Promovido pela CNM entre os dias 14 e 16 de setembro, o evento conta com autoridades políticas e técnicos e consultores da entidade para debater as mudanças no sistema tributário brasileiro que estão em discussão no Legislativo, os impactos nos Municípios e as contribuições do movimento municipalista ao debate. Nesse sentido, Fagundes é um dos parlamentares com discurso alinhado ao da CNM, tendo apresentado, inclusive, as sugestões da entidade como emendas.

“O aspecto mais importante é a simplificação. Nossa lei tributária é complexa e não temos segurança jurídica. Precisamos simplificar IVA [Imposto de Valor Agregado] para diminuir a parafernália de impostos e taxas que são cobradas. Temos que garantir autonomia financeira dos Municípios e direcionar arrecadação para onde se consome”, observou. O senador lembrou da luta do movimento municipalista para descentralizar receitas, como as do Imposto Sobre Serviços (ISS), e do papel de cada Ente e do contribuinte.

Responsabilidades e descentralização
Disse que, de tão burocrático, o sistema penaliza a gestão pública e a população, que desconhece todas as regras ou as dribla para ter vantagem. “Não se confia no cidadão. O contribuinte que faz a declaração precisa ter responsabilidade, mas o sistema tem que ser simplificado e não complexo. Temos que segurar válvula da sonegação, porque é injusto quando cidadão de bem quer fazer o correto, mas tem alguém que não faz. Fazer com que cidadão exerça cidadania e contribua com o país”.
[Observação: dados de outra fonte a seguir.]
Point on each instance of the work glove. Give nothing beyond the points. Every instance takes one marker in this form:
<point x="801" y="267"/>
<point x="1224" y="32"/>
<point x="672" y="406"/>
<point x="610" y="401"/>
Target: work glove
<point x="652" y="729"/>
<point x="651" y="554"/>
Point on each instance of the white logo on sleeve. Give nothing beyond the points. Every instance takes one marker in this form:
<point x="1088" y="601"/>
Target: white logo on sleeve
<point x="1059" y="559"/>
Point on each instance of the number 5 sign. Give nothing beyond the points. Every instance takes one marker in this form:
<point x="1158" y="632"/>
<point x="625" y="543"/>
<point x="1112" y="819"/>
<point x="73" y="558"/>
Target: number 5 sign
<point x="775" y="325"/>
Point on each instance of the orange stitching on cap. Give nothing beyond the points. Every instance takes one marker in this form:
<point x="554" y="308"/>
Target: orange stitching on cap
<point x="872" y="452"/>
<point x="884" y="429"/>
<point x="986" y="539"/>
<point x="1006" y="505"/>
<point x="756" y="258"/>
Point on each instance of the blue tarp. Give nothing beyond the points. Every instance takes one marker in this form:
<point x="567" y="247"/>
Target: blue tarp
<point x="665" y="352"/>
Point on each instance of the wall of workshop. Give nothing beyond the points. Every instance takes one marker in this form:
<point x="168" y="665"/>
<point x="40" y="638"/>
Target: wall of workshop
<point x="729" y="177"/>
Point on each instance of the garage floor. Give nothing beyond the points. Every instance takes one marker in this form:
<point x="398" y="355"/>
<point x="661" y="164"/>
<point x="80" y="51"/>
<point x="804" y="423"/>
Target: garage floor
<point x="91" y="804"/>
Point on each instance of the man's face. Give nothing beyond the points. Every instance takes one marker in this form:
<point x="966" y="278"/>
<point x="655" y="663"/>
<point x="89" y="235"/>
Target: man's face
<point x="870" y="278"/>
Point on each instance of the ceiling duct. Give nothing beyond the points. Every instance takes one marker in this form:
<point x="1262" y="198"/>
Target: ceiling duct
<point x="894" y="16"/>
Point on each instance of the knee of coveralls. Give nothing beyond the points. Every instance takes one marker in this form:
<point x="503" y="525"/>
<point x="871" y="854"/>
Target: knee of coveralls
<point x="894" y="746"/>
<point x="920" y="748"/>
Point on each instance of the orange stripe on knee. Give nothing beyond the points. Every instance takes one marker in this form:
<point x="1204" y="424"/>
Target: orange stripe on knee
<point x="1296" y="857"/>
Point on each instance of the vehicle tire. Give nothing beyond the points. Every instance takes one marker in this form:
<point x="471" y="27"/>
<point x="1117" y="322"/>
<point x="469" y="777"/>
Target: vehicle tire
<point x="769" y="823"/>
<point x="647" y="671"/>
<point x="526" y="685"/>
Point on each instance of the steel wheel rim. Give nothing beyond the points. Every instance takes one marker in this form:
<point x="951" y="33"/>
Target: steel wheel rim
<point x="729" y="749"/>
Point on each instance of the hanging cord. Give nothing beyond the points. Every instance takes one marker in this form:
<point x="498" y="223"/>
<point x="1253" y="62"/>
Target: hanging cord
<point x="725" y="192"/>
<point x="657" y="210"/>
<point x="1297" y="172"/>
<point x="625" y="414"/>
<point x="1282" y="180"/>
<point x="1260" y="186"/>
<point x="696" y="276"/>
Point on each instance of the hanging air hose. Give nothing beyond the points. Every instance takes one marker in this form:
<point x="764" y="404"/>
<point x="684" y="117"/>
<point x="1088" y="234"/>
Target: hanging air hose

Outra crítica às regras atuais é o favorecimento à guerra fiscal, “que trouxe prejuízos, porque algumas cidades atraíram empresas grandiosas e hoje estamos vendo fechar e praticamente falir a cidade”. Segundo o senador, o sistema não pode fazer com que Município “entregue tudo e depois fique dependente”. Ao reconhecer a importância da atuação regionalizada dos Municípios, especialmente por meio de consórcios públicos, Fagundes reforçou que a reforma precisa considerar diferenças regionais.

Apesar de reconhecer os fundos como dispositivos importantes – a exemplo do que ocorreu com a Lei Kandir, que promoveu o desenvolvimento de regiões e impulsionou a exportação -, ele lamentou que muitos Municípios não recebem a devida compensação, o que acaba judicializado. “Para criar, tem que ter de fato um fundo e que seja automática a distribuição [do recurso], o que é da União, do Estado e do Município. E os Municípios precisam ser ouvidos”, avaliou.

Votação
Sobre o calendário, o presidente da comissão mista, senador Roberto Rocha (PSDB-MA) – que era um dos convidados para a abertura do segundo dia do seminário, mas teve imprevistos técnicos – já afirmou que a leitura do parecer do relator está prevista para 30 de setembro e a votação, 7 de outubro. Instalado em fevereiro deste ano, o colegiado teve suas atividades prorrogadas até 12 de outubro.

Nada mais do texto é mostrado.